Узнав о деле Гинзбурга и других, я вспомнил, что еще в середине 1966 года ко мне пришел Генри с номером «Вечерней Москвы», в котором была заметка о «покаяниях» Гинзбурга (или сами покаяния). Генри явно хотел мне внушить, что с таким человеком, как Гинзбург (о котором я до сих пор ничего не слышал), нельзя иметь дело, нельзя за него заступаться. Чья это была инициатива, я не знал. Но я решил игнорировать это предупреждение. Я написал в феврале 1967 года, на основании информации от Живлюка, письмо в защиту Гинзбурга, Галанскова, Лашковой и Добровольского на имя Генерального секретаря ЦК КПСС Л. И. Брежнева. Оно было закрытым, т. е. я его не передавал для опубликования и распространения, и тем более иностранным корреспондентам – все это было для меня еще впереди. Это письмо тем не менее – очень важный этап в моей биографии. Оно было моим первым действием в защиту конкретных людей – инакомыслящих (телеграмма Яснову носила общий характер, случай Баренблата – не совсем этого рода, а мое письмо о приговоре по обвинению в фальшивомонетничестве – совсем другого). Во время суда над Синявским и Даниэлем я был еще очень «в стороне», практически я о нем не знал; даже на речь Шолохова на съезде, где он говорил, что в «наше время» таких расстреливали, почти не обратил внимания1.
О моем письме узнали в Министерстве. В марте проходила городская партконференция на «втором» объекте. На ней присутствовало много лично мне известных людей, и кто-то из них рассказал, что с речью выступил Славский и коснулся «поведения академика Сахарова». Славский сказал:
«Сахаров хороший ученый, он много сделал, и мы его хорошо наградили. Но он шалавый (т. е. неразумный, без царя в голове. – А. С.) политик, и мы примем меры.»

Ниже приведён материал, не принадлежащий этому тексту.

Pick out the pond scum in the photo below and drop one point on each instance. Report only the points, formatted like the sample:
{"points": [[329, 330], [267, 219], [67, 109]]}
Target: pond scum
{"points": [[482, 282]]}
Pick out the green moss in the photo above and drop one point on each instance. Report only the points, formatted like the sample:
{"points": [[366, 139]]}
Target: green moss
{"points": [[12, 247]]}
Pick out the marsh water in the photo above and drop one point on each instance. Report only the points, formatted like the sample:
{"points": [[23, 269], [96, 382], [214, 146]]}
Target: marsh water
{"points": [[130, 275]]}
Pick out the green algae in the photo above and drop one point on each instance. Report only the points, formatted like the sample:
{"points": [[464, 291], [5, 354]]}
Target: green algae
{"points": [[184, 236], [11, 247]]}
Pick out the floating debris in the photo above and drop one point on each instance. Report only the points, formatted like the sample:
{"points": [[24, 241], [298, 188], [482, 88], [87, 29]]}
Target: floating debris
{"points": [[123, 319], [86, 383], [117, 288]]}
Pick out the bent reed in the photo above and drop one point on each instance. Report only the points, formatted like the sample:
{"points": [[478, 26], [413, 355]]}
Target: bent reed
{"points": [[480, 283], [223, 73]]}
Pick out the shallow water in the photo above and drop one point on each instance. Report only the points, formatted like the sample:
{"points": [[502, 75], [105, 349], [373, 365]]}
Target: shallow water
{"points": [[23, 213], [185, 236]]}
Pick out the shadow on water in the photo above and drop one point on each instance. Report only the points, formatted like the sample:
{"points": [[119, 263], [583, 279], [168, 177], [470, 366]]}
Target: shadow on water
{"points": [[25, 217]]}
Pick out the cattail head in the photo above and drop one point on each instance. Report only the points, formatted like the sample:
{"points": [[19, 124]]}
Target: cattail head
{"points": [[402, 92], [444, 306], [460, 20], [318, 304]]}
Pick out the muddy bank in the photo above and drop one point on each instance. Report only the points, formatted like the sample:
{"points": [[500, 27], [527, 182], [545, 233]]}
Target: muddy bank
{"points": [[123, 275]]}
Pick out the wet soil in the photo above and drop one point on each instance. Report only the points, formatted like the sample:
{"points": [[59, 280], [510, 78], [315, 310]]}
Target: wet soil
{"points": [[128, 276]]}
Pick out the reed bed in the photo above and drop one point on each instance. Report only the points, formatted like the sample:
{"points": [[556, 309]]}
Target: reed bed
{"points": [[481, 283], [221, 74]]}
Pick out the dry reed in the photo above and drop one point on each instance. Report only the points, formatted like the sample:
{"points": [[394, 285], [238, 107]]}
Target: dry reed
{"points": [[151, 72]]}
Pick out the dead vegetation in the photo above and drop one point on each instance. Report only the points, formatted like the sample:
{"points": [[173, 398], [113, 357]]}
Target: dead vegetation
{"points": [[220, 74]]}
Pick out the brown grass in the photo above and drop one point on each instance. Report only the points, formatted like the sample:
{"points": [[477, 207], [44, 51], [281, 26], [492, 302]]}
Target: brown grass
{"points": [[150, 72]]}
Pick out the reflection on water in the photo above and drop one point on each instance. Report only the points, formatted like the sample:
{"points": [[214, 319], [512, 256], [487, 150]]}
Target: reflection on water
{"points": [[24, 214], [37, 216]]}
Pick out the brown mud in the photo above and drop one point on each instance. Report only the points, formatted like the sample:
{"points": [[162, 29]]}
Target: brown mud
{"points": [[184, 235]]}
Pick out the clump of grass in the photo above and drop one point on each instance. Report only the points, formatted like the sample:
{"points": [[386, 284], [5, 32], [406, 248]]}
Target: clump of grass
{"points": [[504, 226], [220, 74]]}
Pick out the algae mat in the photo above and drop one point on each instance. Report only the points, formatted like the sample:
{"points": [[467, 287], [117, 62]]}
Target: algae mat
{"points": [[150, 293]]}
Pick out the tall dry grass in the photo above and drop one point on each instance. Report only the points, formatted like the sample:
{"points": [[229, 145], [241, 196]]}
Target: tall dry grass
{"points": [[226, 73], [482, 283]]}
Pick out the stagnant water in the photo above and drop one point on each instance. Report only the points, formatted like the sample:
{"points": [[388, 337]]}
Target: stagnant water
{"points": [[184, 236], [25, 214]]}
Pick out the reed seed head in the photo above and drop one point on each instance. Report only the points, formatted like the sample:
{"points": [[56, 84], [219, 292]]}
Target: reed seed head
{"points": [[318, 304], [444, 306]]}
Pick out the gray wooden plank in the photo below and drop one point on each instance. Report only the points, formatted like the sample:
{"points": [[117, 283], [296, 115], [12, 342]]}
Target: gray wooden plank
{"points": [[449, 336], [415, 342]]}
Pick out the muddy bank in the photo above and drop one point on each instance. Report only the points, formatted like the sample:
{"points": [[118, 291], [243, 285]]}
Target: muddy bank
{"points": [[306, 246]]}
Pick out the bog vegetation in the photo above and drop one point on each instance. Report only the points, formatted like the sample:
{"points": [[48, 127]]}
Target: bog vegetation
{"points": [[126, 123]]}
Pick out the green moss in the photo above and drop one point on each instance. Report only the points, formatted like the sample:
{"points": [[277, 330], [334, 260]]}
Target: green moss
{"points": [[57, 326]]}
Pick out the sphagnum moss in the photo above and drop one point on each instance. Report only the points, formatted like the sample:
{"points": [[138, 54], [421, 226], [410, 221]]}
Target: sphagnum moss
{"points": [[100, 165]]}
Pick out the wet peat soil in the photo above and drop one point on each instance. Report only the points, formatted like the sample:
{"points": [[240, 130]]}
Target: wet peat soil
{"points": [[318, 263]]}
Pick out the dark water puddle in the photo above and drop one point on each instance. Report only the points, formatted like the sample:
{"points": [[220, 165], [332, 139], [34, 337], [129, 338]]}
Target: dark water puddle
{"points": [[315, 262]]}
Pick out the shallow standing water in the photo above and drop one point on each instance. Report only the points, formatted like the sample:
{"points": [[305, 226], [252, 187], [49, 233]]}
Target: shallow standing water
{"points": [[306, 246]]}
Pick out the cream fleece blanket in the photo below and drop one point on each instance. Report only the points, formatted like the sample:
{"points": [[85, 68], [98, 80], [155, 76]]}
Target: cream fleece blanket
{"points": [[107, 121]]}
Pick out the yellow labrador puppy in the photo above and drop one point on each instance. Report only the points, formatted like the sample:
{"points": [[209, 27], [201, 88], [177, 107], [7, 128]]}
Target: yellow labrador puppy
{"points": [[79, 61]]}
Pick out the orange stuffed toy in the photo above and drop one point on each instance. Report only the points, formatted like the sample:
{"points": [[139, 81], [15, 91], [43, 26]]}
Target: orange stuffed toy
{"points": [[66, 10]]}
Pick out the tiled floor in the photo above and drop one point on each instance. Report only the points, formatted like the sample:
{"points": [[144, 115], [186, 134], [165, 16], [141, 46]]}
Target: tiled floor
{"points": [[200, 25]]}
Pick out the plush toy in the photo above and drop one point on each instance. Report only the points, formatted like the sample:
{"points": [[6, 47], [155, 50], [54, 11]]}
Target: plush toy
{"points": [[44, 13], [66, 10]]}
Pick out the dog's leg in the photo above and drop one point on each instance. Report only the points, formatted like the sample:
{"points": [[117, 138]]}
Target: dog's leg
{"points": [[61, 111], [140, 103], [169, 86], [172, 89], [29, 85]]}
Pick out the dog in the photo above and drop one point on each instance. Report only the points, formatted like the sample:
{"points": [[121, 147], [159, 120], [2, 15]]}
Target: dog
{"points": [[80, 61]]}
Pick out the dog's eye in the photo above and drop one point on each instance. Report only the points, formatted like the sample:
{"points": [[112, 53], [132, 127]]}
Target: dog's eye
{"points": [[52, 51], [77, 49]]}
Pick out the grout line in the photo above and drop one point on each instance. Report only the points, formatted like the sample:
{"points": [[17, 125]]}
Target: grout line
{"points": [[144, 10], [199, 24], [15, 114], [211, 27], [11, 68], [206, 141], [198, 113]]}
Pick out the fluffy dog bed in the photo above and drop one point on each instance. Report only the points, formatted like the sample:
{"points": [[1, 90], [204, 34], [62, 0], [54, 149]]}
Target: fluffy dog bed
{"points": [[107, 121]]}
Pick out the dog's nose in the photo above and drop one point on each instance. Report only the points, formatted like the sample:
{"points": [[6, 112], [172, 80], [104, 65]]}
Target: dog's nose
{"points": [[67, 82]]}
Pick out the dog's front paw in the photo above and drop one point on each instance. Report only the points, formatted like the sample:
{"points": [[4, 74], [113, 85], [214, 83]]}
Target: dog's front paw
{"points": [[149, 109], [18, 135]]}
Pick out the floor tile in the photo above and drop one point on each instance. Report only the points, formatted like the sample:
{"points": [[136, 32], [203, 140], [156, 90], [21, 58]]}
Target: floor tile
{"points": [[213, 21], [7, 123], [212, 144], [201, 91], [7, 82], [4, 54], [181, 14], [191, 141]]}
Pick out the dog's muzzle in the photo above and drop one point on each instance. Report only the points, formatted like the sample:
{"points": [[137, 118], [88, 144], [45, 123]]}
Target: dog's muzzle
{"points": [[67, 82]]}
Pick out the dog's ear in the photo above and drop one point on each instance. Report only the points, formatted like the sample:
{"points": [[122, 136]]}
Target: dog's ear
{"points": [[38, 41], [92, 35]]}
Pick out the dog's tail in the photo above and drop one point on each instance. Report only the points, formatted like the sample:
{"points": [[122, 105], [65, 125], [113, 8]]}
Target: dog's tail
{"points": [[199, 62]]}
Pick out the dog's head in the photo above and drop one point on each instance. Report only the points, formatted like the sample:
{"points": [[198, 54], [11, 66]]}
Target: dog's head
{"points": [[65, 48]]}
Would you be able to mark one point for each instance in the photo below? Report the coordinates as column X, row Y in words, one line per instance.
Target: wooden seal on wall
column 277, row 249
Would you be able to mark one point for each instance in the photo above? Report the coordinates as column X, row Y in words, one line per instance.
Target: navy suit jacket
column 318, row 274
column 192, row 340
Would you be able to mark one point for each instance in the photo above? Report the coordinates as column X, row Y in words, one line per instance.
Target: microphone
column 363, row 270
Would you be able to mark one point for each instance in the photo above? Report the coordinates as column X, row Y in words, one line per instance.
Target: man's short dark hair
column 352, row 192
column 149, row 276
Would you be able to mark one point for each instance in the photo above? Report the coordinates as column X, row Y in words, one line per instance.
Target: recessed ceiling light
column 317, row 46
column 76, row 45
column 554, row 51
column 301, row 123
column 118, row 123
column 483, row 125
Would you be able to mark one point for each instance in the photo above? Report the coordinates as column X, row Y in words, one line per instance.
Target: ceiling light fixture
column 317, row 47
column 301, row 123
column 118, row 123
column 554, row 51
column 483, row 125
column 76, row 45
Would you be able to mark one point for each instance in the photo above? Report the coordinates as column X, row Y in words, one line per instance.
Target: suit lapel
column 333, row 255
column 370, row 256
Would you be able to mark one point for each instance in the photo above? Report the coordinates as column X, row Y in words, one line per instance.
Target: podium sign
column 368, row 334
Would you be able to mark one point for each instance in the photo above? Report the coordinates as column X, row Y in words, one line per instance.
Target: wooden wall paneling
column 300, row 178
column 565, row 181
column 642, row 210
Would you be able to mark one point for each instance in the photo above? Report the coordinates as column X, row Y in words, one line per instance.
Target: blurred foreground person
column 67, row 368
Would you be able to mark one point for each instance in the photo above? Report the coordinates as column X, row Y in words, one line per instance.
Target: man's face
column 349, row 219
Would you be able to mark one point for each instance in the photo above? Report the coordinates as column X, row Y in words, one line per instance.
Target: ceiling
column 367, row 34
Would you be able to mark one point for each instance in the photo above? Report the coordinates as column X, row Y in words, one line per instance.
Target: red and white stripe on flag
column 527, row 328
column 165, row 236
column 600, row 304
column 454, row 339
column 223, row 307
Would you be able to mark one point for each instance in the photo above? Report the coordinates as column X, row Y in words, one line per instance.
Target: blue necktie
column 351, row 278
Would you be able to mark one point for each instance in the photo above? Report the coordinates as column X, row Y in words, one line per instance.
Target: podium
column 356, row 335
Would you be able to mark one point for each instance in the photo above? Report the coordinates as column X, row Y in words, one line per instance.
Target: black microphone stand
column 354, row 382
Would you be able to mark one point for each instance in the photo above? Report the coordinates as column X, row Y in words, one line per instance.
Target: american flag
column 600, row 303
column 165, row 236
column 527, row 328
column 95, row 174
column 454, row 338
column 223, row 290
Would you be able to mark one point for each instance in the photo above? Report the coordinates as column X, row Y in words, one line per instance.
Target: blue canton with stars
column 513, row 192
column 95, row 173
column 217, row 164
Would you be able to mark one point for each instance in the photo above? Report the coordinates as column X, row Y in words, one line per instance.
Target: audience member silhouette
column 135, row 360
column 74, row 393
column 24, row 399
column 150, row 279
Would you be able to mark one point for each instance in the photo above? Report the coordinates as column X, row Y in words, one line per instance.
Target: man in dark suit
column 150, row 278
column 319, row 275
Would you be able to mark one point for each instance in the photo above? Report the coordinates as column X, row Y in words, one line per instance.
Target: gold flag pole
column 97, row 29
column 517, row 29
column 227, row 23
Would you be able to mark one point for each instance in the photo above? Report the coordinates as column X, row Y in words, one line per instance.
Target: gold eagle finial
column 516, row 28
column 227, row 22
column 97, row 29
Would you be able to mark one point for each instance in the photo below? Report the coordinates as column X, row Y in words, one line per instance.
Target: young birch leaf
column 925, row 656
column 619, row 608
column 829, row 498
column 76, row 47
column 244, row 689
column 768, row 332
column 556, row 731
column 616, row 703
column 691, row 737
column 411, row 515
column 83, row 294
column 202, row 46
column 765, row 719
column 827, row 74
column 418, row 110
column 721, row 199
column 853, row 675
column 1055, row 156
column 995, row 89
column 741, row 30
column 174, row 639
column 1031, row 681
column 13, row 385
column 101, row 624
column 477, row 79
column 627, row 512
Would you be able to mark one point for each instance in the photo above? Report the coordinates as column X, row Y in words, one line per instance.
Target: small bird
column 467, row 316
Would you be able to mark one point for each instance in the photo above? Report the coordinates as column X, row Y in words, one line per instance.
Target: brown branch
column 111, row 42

Меры были приняты – я перестал числиться начальником отдела, хотя за мной сохранили должность заместителя научного руководителя объекта. В результате моя зарплата уменьшилась с 1000 до 550 рублей. (До этого она уже однажды уменьшалась.) Начальник Главка Цирков (бывший участник работ по МК и других экспериментальных работ, перешедший на административную работу в Министерство) сетовал в узком кругу: «Я не понимаю, как можно жить на такие деньги» (по обычным советским масштабам они все равно были большими).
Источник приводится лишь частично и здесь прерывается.